By Peter Mueller, Guest Writer
When one thinks of a futuristic, sustainable and technologically groundbreaking city, an image of the Jetson’s residence in Orbit City might come to mind.
Aside from a suitcase that can change into hover car and artificially intelligent companion Rosie, the Mubadala Development Company is developing Masdar City in Abu Dhabi that envelopes all of what the city of the future might look like.
In an effort to move the United Arab Emirates’ natural resource based economy away from oil production, Masdar City is looking to be the international hub of renewable energy innovation.
In 2006, planning and development on Masdar City began with an initial budget of $22 billion. The five-phase plan included corporate headquarters, 1,200 storefronts and residential space for 50,000 people.
Now in phase two of the project, Masdar City is composed of 3,000 inhabitants, the Masdar Institute, an unmanned inner city transport system, two corporate buildings and multiple residential housing complexes, Bloomberg reports.
All development in Masdar City is designed and built with sustainability and renewable energy in mind. Fosters and Partners, the leading green architecture firm, has created structures that maximize organic light, shading and air flow to create a climate 10 degrees cooler than outside the city.
All structures within Masdar feature solar panels that generate 30 percent of the city’s energy. Alongside the incredible functions of Masdar’s city structures is the design of the buildings, which are nothing short of architectural eye candy. With fractal-like structure design accented with traditional Middle Eastern patterns, the city is a template for sustainable modern architecture.

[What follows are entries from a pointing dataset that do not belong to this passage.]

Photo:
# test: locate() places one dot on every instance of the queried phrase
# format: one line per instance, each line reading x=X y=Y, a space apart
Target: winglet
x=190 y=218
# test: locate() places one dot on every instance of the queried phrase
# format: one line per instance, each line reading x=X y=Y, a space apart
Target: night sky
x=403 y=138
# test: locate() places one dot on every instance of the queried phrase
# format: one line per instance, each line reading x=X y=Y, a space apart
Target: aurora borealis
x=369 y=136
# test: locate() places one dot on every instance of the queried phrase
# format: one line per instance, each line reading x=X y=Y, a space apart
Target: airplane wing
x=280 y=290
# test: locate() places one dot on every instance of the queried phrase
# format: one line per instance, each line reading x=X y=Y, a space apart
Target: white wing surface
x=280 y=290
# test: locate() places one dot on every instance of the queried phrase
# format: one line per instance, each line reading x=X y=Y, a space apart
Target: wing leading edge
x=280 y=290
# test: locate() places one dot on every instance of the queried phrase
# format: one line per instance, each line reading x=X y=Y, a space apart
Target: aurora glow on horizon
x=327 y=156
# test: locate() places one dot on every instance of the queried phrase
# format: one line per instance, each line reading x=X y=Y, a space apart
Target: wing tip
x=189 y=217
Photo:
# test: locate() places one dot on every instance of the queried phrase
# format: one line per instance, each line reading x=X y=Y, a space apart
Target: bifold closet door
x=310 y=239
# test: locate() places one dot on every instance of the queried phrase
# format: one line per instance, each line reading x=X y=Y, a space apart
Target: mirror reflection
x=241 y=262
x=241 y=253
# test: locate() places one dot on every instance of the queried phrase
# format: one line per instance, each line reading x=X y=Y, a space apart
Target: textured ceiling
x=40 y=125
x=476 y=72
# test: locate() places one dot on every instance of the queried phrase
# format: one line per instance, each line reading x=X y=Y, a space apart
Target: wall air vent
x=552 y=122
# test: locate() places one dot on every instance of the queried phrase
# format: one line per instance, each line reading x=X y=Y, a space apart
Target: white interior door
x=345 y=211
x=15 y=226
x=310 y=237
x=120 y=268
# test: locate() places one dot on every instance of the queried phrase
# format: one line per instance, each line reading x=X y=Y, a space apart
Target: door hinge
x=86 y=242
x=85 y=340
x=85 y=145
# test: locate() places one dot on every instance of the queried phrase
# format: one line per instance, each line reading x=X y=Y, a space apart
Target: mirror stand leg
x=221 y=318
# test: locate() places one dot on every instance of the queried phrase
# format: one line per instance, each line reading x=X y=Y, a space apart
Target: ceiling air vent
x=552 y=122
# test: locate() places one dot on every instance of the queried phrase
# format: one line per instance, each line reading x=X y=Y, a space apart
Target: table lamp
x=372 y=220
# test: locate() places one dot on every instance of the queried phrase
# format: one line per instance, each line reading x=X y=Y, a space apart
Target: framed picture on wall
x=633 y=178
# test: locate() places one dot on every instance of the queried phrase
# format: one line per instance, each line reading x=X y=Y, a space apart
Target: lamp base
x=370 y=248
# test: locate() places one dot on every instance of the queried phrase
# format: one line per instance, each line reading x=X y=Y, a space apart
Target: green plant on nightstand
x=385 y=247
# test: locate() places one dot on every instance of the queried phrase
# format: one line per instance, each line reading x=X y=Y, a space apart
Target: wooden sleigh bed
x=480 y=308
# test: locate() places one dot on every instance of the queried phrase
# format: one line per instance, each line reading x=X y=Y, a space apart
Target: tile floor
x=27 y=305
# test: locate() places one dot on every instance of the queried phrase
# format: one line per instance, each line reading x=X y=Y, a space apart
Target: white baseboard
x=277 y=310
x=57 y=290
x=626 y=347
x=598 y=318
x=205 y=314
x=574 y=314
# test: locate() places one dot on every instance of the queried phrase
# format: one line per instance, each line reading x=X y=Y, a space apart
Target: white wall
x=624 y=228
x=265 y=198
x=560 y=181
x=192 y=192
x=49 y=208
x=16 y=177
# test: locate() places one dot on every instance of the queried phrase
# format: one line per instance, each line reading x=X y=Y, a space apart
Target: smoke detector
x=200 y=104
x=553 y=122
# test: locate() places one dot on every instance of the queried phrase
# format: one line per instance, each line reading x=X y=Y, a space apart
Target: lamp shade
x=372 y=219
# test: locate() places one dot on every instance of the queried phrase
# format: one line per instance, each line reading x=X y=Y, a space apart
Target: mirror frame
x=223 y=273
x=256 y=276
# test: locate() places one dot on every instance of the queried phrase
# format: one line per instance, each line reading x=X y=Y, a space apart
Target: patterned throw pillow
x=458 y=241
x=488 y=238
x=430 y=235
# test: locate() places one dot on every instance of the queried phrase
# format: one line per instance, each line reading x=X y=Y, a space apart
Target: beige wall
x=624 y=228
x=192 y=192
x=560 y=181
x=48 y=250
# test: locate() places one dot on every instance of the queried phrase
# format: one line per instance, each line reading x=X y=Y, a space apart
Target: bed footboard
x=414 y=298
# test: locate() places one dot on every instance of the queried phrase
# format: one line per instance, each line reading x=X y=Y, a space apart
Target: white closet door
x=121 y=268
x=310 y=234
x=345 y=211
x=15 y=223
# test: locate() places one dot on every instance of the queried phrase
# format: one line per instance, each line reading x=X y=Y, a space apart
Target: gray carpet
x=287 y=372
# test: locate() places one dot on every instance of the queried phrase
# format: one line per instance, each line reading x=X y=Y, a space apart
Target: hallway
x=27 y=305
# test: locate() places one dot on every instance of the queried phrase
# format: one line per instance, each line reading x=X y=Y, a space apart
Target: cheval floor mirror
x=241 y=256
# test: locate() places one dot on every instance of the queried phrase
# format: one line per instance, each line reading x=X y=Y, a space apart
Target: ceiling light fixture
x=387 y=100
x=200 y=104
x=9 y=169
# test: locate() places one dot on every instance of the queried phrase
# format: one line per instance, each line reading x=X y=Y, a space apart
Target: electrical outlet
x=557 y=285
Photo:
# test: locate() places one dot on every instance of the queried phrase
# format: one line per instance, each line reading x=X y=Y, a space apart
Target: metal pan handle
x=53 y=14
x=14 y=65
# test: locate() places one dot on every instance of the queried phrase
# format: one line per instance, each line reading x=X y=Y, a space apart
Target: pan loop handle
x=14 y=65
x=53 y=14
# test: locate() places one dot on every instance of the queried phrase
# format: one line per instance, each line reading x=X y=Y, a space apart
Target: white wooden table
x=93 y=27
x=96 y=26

Masdar City is creating a template for zero emission inner city travel. No personal automobiles are allowed within the city, leaving residents to use an unmanned, zero emission mass transit program called Personal Rapid Transit (PRT).
Designed by 2getthere, a sustainable mobility solutions company, the PRT system features an underground system that transports citizens from station to station in a Mitsubishi i-MiEV automated electric cabin car. In order to maximize shading and eliminate roadways at ground level, the PRT system is completely underground.
When the financial crisis of 2008 struck, Masdar City was forced to scrap the expansion of the underground PRT system in order to cut costs and continue ground-level development.
In response to the expansion cut, engineers heading transportation in Masdar City are looking to implement an unmanned electric car pilot on ground level in 2015, Scientific American reports. Masdar City has also reached an agreement with Abu Dhabi to expand the neighboring city’s mass transit and light rail systems to run through the city.
The most groundbreaking part of Masdar City is the Masdar Institute. The Masdar Institute is a graduate school developed in association with the Massachusetts Institute of Technology, and it offers eight Masters programs. The student body of the Masdar Institute includes 213 graduate students from 33 different countries. The institute’s facilities include sustainable labs that are conducting some of the world’s most innovative renewable energy and nanotechnology research.
Masdar City and the Masdar Institute have started working on a project to create new biofuels for the aviation industry. Nearly 500 acres of coastal land was donated to them by the United Arab Emirates for the project.
The project looks to take carbon dioxide rich salt water from shrimp and fish farms from the surrounding area and pump them into semi-arid land to grow salt tolerant plants such as salicornia. Once the plants have been harvested, they are then crushed to create biosynthetic kerosene for aviation-grade fuel.
The project is still in the experimental stage, but past projects by the Masdar Institute using the same technology have yielded promising results.
In 2011, the Masdar Institute began a similar project on a smaller scale that created enough biosynthetic kerosene for an Etihad airways cargo plane to fly from Abu Dhabi to Seattle year round. With every piece of arid land needed for conventional agriculture and with only 3 percent of the world’s water being fresh water, this project might be revolutionary to the biofuel industry.
Developers of Masdar City have set the completion date at 2025. The rapid growth and promising results of the city’s innovation have led some corporations, including the electronics and electrical engineering company Siemens, to move their headquarters to Masdar City.
Masdar City is aggressive in sustainability and renewable energy projects, treads lightly with zero emissions and could one day be the template for sustainable inner city development and architecture.